Maksudnya, tidak boleh ada aturan atau UU yang bertentangan dengan ajaran agama. Tapi sayang pemerintah Indonesia yang nasionalis sekuler mengkhianati semua ini. Jadi, problem di Indonesia bukan model negara mana yang akan diikuti, tapi bangsa Indonesia telah berjanji dalam UUD untuk melaksanakan syari’at Islam. Apabila janji ini dipenuhi, niscaya problem kebangsaan akan selesai, dan pertentangan internal maupun antar umat beragama akan dapat diatasi.
Amanah penegakan Syari’at Islam merupakan kewajiban setiap muslim, dan tidak boleh hanya dibebankan pada satu kelompok umat saja. Sebagai muslim pernahkan merasa berdosa dengan tidak dilaksanakannya Syari’at Islam sebagaimana termaktub dalam Piagam Jakarta? Adakah kesalahan ini termasuk dalam firman Allah Qs. Al-Kahfi, 18:103-104:
قُلْ هَلْ نُنَبِّئُكُمْ بِالْأَخْسَرِينَ أَعْمَالًا (103) الَّذِينَ ضَلَّ سَعْيُهُمْ فِي الْحَيَاةِ الدُّنْيَا وَهُمْ يَحْسَبُونَ أَنَّهُمْ يُحْسِنُونَ صُنْعًا
“Wahai Muhammad, katakanlah: ‘Apakah kami belum menjelaskan pada kalian tentang orang yang paling rugi amal usahanya? Yaitu, orang-orang yang selama hidup didunia melakukan perbuatan sesat, tetapi mereka merasa bahwa yang dilakukan itu perbuatan yang benar.”
Usai diskusi dan tanya jawab, KH. Ma’ruf Amin membuat kesimpulan bahwa: “Pelaksanaan Syari’at Islam tidak bertentangan dengan UUD.”
Maka perhatikanlah firman Allah Qs.
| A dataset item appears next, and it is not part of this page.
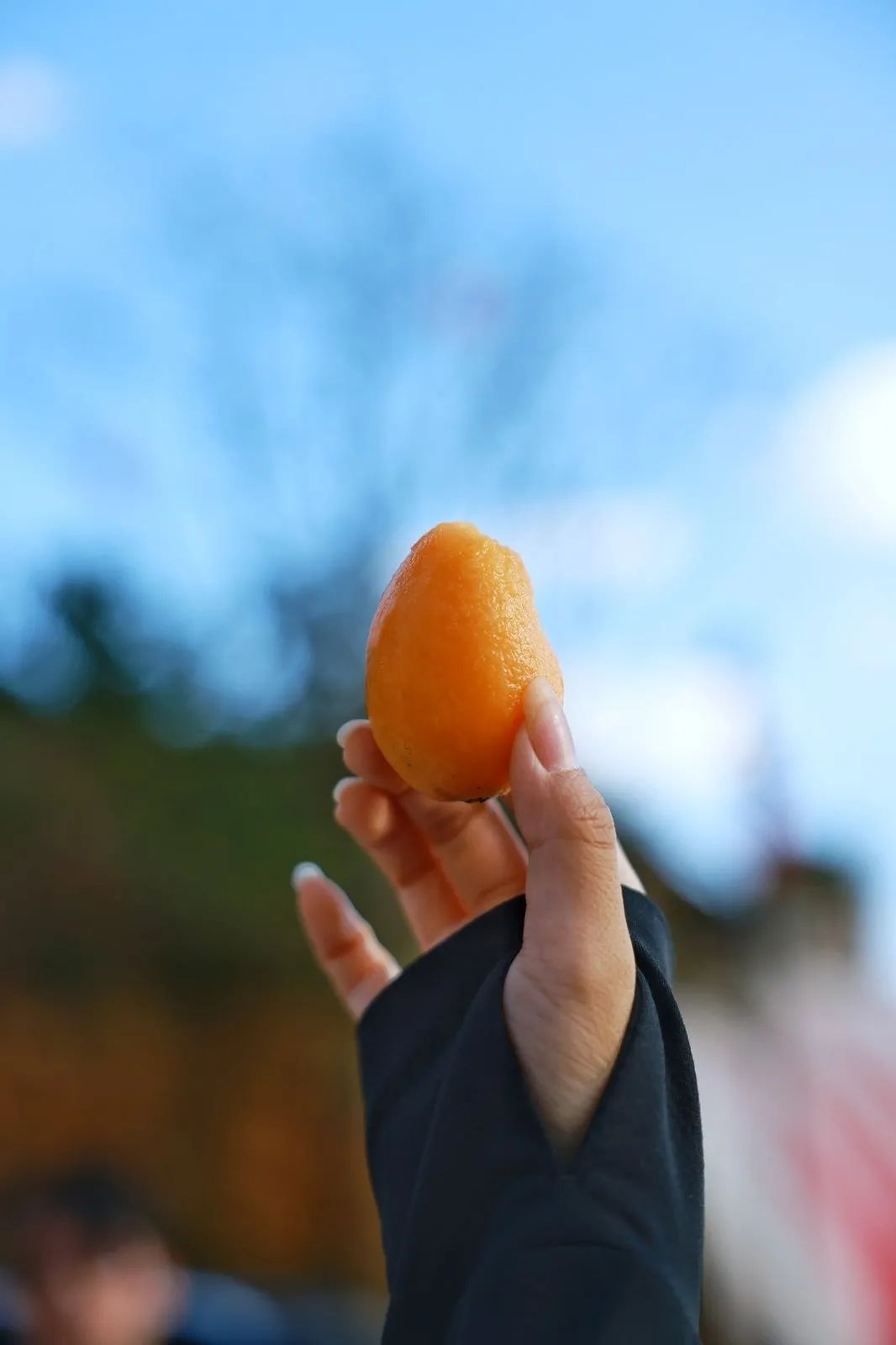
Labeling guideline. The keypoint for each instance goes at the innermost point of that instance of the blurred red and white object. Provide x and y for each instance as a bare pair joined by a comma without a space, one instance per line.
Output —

Az-Zumar, 39:17-18,
وَالَّذِينَ اجْتَنَبُوا الطَّاغُوتَ أَنْ يَعْبُدُوهَا وَأَنَابُوا إِلَى اللهِ لَهُمُ الْبُشْرَى فَبَشِّرْ عِبَادِ (17) الَّذِينَ يَسْتَمِعُونَ الْقَوْلَ فَيَتَّبِعُونَ أَحْسَنَهُ أُولَئِكَ الَّذِينَ هَدَاهُمُ اللهُ وَأُولَئِكَ هُمْ أُولُو الْأَلْبَابِ
“Orang-orang yang menjauhkan diri dari ajakan setan untuk menyembahnya dan bertaubat kepada Allah, mereka akan mendapatkan pahala surga. Wahai Muhammad, berilah kabar gembira kepada hamba-hamba-Ku. Hamba-hamba-Ku itu adalah orang-orang yang mendengarkan firman-firman-Ku, lalu mengikuti anjuran yang sangat baik. Mereka itu adalah orang-orang yang telah diberi petunjuk oleh Allah. Mereka itulah orang-orang yang berakal sehat.”